The collapse of cooperation during COVID-19 shattered the idea that transnational disease threats create a harmony of interests among states. For high-income countries, the pandemic underscores the imperative to preserve sovereignty and protect national power, rather than accepting limits on sovereign prerogatives and obligations to transfer scarce resources to other countries. Geopolitical and ideological competition among the major states, as well as nationalism and populism within countries, reinforce these incentives. For low-income states, the COVID-19 tragedy teaches age-old lessons about the collateral damage caused by great-power machinations, the hypocrisy of high-income countries on equity, and the never-ending neglect of the health problems that low-income nations disproportionately experience.

A “Pandemic Concert” Strategy

The COVID-19 debacle has created demand for collective action under malignant political conditions. This context requires an approach not centered on one treaty regime. What is needed is a dynamic concert of states, international organizations, and non-governmental actors that creates and facilitates global health projects and draws them together in a web of reinforcing and resilient strands.

The revolution in global health witnessed in the first decade of this century owed much to multi-stakeholder collaborations in which governments, intergovernmental institutions, and  non-state actors made and sustained commitments without creating treaties. The Global Fund to Fight AIDS, Malaria, and Tuberculosis provides but one example. This approach also defined the Glasgow climate summit, with coalitions of countries, companies, and civil society populating climate governance with pledges and projects more ambitious and promising than what the treaty mechanisms produced. Actions and initiatives have been proliferating in response to COVID-19, and harnessing this ferment provides the lifeline for reconstituting global health governance in a more dangerous world.

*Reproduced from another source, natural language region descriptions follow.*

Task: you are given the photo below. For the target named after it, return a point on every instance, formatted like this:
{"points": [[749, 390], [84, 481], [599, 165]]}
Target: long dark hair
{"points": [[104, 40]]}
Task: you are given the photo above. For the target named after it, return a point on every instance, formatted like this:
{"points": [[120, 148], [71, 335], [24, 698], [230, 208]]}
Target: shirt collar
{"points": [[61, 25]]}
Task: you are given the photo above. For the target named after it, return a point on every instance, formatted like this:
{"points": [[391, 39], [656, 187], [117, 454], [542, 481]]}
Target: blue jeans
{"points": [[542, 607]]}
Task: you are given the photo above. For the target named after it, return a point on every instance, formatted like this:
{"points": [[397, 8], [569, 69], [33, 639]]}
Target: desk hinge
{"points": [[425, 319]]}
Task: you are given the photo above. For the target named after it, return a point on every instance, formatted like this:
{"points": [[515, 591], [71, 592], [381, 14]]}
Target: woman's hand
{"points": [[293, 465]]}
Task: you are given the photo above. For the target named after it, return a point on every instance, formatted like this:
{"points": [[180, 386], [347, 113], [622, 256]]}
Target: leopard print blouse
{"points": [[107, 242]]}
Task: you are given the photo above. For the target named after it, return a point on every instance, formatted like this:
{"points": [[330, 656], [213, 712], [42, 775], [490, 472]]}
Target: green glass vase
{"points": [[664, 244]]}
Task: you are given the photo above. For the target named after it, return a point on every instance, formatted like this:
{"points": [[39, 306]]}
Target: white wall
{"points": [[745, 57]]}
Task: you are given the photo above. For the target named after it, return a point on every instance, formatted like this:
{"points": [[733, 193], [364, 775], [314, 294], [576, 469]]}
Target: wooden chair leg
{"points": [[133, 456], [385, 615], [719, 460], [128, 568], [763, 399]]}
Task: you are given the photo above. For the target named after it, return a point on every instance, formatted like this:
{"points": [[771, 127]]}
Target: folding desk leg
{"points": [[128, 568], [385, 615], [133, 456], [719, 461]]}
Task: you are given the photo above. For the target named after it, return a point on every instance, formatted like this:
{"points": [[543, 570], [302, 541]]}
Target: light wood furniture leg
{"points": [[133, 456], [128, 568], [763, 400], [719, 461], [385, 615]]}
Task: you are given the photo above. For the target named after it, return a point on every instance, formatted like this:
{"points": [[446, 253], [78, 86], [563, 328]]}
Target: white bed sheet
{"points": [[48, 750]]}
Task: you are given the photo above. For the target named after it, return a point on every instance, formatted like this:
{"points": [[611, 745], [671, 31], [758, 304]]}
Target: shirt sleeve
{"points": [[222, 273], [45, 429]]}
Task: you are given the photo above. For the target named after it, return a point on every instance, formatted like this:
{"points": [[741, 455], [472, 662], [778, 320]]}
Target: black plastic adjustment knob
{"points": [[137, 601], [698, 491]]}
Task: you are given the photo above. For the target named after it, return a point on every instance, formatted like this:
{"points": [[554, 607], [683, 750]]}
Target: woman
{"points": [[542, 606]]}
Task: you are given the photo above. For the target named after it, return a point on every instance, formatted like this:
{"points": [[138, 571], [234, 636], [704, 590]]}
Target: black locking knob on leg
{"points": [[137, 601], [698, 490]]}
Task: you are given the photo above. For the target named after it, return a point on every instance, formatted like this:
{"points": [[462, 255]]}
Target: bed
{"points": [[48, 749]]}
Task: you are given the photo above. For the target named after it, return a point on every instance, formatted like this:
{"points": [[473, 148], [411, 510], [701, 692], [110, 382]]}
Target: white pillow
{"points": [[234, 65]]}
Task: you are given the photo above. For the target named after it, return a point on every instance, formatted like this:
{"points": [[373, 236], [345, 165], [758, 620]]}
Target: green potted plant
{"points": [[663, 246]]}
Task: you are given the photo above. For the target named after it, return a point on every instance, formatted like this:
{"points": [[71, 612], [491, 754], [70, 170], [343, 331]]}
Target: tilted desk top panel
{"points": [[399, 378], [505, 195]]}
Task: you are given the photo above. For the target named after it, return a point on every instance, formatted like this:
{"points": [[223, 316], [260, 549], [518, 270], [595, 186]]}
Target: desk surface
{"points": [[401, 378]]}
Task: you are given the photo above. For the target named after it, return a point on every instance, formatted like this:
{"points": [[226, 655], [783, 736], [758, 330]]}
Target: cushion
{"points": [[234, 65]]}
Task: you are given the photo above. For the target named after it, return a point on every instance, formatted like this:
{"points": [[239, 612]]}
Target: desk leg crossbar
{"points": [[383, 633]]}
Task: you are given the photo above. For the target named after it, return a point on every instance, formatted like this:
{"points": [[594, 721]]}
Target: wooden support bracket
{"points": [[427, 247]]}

This strategy offers the flexibility that global health governance needs given all the problems that COVID-19 has revealed. It can create political spaces for working through and around geopolitical and ideological competition, as well as nationalist and populist constraints. A pandemic concert can produce advantages for democracies by providing ways to compete more effectively in international politics, deliver stronger domestic health capabilities, and atone for the failure of democratic countries on global equity during COVID-19.

The WHA special session can facilitate a pandemic concert by establishing a diplomatic process aimed not at negotiating a treaty, but at accelerating and connecting the global health endeavors multiplying because of COVID-19.

David P. Fidler is a senior fellow for global health and cybersecurity at the Council on Foreign Relations.